Principles of Idea-Finding

  1. Do something which you have an unfair advantage in.
  2. Do something which allows you to seek feedback cycles rapidly.
  3. Do something that is self-reinforcing, which has “its own life”, or “momentum”.

Discussion

Principle 1 is half cosmetic and half substantive. The cosmetic half is that in today’s highly institutionalized startup ecosystem, it is no longer possible to raise venture capital without a compelling narrative for “founder market fit”. Of course, the personal narrative is only secondarily related to the founder’s “true” capacity to execute in a given area, and primarily necessary in order to appeal to meretricious investors. (Though, to the investors’ defense, it is also one of the few signals that s/he can actually index on at the time of investing, and accordingly one of the few signals that the entrepreneur can actually give.) The substantive half is that, because a company can only survive as long as it is capitalized, and because of the self-reinforcing nature of human organization, the founder’s ability to “craft a narrative” to investors and prospective employees is directly related to the success and longevity of the company.

Principle 2 is primarily about the rate at which a founder can self-correct toward a goal. The control problem for a self-driving car is an apt analogy. The sensors must sample the environment often in order to calibrate its internal representation (mental models) of the world with reality. Otherwise, the two may likely diverge, and the car (founder) will likely crash (fail). One concrete example is being able to have sales conversations relatively quickly and rapidly. Another may be A/B testing features for a wide consumer audience.

Principle 3 is subtle and difficult to describe, for it is difficult to analytically describe what characterizes “life”. Suffice it to say that there are a category of things which get easier over time and a category of things which stay the same, or even get harder over time. It goes without saying that one should do the things that get easier over time. Network effects are quintessential examples of self-reinforcing mechanisms, wherein each new customer makes it easier to acquire the next one.

Life is fundamentally self-sustaining and emergent. Creating a company is like creating life – it cannot live by itself if it requires the constant care and attention of the founders. At some point, the role of the founder is to facilitate and guide, rather than to grow or push. The difference is subtle – one is about getting out of the way of a natural process, and the other is about exerting unnatural energy to inorganically sustain something.

The analogy of gardening is apt. The gardener must initially exert unnatural energy to plant and tend to a sapling early on in its life, but at some point, the sapling will grow into a tree and only require infrequent watering. So too will a company, in the beginning, require effort, and later (hopefully) be relatively effortless.

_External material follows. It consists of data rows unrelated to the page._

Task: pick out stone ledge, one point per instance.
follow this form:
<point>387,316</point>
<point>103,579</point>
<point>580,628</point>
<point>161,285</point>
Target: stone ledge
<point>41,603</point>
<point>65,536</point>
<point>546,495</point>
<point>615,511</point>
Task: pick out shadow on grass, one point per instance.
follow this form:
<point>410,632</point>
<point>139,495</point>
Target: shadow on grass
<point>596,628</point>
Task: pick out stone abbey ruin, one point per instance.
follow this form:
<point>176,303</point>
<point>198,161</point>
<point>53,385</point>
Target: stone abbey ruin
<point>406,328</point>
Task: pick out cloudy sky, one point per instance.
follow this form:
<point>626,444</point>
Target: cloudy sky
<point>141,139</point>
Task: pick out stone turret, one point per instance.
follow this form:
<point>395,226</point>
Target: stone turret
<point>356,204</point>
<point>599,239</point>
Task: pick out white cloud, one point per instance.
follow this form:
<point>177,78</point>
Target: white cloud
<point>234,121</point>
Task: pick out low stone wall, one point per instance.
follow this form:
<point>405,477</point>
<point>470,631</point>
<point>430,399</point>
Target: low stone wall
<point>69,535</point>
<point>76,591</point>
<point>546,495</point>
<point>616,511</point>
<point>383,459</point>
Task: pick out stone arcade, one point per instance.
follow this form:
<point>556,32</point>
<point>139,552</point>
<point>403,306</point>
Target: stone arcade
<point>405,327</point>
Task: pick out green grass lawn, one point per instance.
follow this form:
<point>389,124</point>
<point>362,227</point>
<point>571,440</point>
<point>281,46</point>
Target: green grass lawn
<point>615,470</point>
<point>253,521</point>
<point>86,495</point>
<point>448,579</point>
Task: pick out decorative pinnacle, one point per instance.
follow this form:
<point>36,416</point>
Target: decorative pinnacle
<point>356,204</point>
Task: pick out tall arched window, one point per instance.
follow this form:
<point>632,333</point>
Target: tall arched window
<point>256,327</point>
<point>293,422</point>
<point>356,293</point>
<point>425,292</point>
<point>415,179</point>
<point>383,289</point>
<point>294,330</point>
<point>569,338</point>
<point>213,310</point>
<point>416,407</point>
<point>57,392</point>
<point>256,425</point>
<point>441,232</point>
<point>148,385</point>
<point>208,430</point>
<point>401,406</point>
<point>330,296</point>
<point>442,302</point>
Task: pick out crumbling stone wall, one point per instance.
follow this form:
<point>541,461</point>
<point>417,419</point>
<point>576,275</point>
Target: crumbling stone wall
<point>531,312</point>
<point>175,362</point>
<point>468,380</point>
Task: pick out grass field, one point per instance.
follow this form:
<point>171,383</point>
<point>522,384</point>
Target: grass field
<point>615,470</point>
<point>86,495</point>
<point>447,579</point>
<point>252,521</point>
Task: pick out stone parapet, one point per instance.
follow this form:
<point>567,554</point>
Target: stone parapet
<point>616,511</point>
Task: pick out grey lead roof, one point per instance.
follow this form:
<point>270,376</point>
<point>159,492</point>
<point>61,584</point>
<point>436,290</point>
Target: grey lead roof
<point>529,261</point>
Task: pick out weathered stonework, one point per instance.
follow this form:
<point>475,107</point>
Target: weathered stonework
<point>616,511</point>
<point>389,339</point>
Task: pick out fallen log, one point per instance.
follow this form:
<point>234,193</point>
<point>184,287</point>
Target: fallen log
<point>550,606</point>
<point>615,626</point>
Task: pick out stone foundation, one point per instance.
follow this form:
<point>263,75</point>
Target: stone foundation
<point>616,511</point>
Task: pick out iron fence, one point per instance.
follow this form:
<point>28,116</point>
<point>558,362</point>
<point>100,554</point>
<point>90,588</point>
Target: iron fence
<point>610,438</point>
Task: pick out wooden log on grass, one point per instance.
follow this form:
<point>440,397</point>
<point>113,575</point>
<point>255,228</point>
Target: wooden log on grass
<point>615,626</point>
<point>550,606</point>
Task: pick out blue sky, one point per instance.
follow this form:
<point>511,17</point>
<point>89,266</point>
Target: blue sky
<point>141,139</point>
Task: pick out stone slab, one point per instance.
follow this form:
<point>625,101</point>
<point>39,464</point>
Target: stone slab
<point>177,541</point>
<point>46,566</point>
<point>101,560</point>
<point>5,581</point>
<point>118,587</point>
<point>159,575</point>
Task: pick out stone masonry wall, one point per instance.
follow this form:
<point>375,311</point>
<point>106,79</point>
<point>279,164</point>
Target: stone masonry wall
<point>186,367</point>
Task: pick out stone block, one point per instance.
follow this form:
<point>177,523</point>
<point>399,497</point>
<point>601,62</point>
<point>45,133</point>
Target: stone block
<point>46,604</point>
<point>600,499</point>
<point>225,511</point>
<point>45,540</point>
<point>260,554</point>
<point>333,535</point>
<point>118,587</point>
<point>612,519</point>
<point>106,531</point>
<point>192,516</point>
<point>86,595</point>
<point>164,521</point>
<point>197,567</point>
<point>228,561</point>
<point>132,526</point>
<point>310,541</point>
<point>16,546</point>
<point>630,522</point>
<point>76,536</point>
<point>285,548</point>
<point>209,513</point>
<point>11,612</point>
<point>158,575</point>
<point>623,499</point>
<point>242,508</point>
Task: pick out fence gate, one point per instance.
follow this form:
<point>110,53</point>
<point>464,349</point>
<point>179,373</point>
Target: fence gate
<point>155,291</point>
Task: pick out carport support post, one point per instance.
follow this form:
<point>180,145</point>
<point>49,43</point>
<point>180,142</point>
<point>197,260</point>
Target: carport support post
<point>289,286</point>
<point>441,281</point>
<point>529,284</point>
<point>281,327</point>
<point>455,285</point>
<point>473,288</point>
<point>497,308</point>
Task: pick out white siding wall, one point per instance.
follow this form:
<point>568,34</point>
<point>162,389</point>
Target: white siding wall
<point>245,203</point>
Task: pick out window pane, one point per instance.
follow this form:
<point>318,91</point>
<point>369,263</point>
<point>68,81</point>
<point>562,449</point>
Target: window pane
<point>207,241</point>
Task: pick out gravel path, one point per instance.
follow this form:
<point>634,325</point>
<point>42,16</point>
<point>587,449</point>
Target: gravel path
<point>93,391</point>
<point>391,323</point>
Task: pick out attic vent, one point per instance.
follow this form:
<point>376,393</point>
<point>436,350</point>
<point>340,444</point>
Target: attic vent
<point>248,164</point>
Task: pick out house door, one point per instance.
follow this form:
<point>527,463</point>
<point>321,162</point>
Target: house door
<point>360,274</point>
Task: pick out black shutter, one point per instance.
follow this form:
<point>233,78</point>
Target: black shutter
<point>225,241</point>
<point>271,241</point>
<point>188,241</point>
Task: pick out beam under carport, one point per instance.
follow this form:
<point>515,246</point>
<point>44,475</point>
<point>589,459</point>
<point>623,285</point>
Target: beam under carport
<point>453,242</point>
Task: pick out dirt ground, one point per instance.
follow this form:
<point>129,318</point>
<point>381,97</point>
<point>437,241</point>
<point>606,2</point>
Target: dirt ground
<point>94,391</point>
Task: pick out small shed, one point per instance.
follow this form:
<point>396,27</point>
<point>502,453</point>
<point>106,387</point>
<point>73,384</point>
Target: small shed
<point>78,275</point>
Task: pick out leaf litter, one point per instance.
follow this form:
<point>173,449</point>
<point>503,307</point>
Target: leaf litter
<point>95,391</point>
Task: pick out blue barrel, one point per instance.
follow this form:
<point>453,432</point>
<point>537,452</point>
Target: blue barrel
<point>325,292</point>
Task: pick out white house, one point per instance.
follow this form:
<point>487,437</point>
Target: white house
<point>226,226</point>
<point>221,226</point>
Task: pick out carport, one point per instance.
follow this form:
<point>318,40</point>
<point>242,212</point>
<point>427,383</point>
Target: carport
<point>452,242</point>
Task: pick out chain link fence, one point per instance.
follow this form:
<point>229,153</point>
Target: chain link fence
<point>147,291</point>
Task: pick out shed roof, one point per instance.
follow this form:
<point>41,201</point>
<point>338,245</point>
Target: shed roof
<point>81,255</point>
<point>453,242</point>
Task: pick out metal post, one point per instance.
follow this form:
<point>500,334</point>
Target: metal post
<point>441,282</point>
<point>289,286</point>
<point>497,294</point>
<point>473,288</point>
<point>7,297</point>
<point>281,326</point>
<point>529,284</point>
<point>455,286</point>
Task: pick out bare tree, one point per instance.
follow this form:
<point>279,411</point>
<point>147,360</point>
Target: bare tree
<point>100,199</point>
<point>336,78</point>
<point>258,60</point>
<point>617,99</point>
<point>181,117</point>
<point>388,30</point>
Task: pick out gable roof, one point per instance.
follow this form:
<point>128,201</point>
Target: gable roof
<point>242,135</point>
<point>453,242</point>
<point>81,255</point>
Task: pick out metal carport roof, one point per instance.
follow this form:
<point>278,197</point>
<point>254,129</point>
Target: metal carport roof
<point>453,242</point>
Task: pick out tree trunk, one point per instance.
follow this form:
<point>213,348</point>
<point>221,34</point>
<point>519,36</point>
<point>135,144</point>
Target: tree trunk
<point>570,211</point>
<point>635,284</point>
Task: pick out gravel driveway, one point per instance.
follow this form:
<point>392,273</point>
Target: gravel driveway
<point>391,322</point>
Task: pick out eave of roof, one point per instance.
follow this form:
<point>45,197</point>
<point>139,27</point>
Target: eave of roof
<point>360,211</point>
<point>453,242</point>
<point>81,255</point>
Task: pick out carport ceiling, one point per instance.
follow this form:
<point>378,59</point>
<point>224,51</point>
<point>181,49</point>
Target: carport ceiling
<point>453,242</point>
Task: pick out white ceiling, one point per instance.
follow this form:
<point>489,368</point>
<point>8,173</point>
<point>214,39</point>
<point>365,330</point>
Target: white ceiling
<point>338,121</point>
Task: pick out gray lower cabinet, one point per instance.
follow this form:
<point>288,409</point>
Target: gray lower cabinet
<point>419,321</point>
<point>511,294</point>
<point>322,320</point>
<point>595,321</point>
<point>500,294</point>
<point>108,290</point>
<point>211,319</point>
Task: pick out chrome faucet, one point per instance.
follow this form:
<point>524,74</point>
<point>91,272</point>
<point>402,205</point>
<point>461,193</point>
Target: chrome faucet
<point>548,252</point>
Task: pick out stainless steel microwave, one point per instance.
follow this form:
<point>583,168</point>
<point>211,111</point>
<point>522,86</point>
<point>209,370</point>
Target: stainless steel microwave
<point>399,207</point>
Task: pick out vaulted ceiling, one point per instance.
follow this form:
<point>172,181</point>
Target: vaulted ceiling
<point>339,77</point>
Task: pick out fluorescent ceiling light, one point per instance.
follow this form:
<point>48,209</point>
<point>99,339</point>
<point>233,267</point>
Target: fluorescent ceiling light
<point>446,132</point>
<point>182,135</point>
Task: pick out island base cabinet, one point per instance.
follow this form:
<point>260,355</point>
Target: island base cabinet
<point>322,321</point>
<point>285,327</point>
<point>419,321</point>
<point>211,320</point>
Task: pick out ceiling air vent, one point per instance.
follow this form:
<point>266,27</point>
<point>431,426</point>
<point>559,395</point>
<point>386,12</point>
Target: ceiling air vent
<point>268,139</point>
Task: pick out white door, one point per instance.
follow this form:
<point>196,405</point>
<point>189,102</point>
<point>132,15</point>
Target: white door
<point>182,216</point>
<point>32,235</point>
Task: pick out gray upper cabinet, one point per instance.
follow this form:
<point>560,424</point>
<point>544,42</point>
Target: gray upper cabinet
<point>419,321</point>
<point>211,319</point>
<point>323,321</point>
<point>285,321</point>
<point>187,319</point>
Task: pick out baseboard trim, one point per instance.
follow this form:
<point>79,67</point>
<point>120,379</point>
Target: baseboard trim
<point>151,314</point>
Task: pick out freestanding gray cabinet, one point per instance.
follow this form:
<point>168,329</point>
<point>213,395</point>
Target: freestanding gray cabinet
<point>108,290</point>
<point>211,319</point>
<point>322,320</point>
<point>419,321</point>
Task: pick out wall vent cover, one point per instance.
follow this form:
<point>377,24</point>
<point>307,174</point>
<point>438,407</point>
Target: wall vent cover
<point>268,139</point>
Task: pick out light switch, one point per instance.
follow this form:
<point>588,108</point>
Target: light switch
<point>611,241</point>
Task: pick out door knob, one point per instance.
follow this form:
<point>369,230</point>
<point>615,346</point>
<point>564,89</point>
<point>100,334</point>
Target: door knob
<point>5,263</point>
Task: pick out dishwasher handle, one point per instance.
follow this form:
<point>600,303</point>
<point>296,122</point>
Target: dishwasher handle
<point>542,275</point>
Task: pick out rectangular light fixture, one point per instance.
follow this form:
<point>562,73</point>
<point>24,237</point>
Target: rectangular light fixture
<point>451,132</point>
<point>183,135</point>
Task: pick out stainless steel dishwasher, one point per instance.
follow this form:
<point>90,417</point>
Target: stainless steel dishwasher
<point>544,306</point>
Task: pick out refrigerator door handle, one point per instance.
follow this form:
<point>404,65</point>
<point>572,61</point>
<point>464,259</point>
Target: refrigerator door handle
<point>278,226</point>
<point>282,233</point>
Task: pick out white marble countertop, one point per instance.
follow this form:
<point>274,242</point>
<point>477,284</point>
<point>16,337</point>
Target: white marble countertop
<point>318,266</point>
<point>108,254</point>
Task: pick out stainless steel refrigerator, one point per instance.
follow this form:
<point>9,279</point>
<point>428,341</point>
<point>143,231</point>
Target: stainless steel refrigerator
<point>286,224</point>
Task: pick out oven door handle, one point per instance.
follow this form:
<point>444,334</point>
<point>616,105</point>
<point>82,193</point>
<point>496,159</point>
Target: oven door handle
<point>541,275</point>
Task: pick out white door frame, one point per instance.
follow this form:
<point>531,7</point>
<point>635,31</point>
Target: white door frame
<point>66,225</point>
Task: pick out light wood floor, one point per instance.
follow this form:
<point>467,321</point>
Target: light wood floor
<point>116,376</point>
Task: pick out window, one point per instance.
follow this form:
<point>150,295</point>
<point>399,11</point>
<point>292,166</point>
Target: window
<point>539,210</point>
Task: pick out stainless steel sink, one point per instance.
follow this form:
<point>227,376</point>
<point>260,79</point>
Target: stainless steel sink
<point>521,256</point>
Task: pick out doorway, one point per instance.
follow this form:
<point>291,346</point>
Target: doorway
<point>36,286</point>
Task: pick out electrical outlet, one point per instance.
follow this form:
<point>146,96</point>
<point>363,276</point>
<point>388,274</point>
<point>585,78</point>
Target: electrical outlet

Principles 2 and 3 can be combined to form the corollary mandate: evolve quickly. Evolution involves: (a) a sufficient population of organisms (b) undergoing successive cycles of selection (c) that are perturbed in each cycle with fitness-enhancing or fitness-destroying mutations. Each cycle, the population that is most relevant to a particular goal is selected for and allowed to repopulate. So too must we learn to gently perturb and select for traits that help us move toward a goal.